Ulysses Castellanos (Salvadoran artist) and Mateo Rivano (Bogotá) during an artist residency at AGYU10 Toronto 2011. Ulysses later participated in the residency Residencia en la Tierra and exhibited a performance at the MAMU with a group of Latin American diaspora artists in Canada and Colombia. Photo archive DSS.

Another essential element in my journey through this theme or these questions was the rural art residency I organized among several people, led by me, at a family farm in Quindío, Residencia en la Tierra11 (2009–2014) (Residency on Earth), where the question of the body, corporeality, and corporeal bodies was also present—perhaps seen from different perspectives, such as food, for instance, or the slowing down of the body in the countryside, or the body’s relationship with plants, the night, water, or the sun. I was also a father by then, so all the biological aspects, like the transformation of our bodies, reproductive capacity, gender identity, etc., became of interest.

The residency involved several workshops on performance and contemporary theatricality, and it was vibrant and profound to discover and delve into these fields collectively. We lost our fear of our bodies, of shame, for example, shedding all those layers of guilt that come with this Latin American colonial culture. This contrasted even more with the cutting-edge information we brought with us and our guests about art theory, politics, materials, etc.

Resident artists from South Korea (traditional Korean music ensemble) and Josefina Astorga, a resident artist from Chile. Artist residency Residencia en la Tierra. Quindío, Colombia, 2012. Photo archive DSS.

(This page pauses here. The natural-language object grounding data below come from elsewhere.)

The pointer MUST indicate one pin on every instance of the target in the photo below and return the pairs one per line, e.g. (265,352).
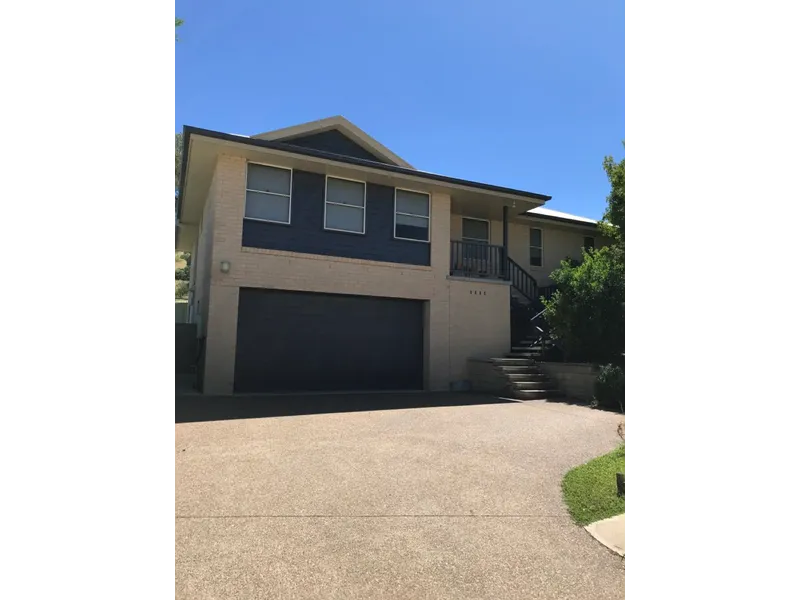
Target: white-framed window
(412,215)
(345,205)
(536,247)
(268,196)
(475,230)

Regarding the very personal, when talking about body issues, politics, and feminism, I was a mother to my children, though an unusual one, since they already had a mother, and I was not that body. However, I felt a strong urge to be that mother—a maternal instinct at war with the rampant machismo of society, and with the recognition of this fact before myself, before my children’s mother (who, although supportive, felt competitive), and before the rest of the world—teachers, insurance office staff, customs agents, etc. For those who do not know me, going a bit further back, my gay partner and I had children with our best friend while working on the artistic residency project mentioned earlier. This was a radical decolonial gesture on our part, which sparked many discussions and confrontations.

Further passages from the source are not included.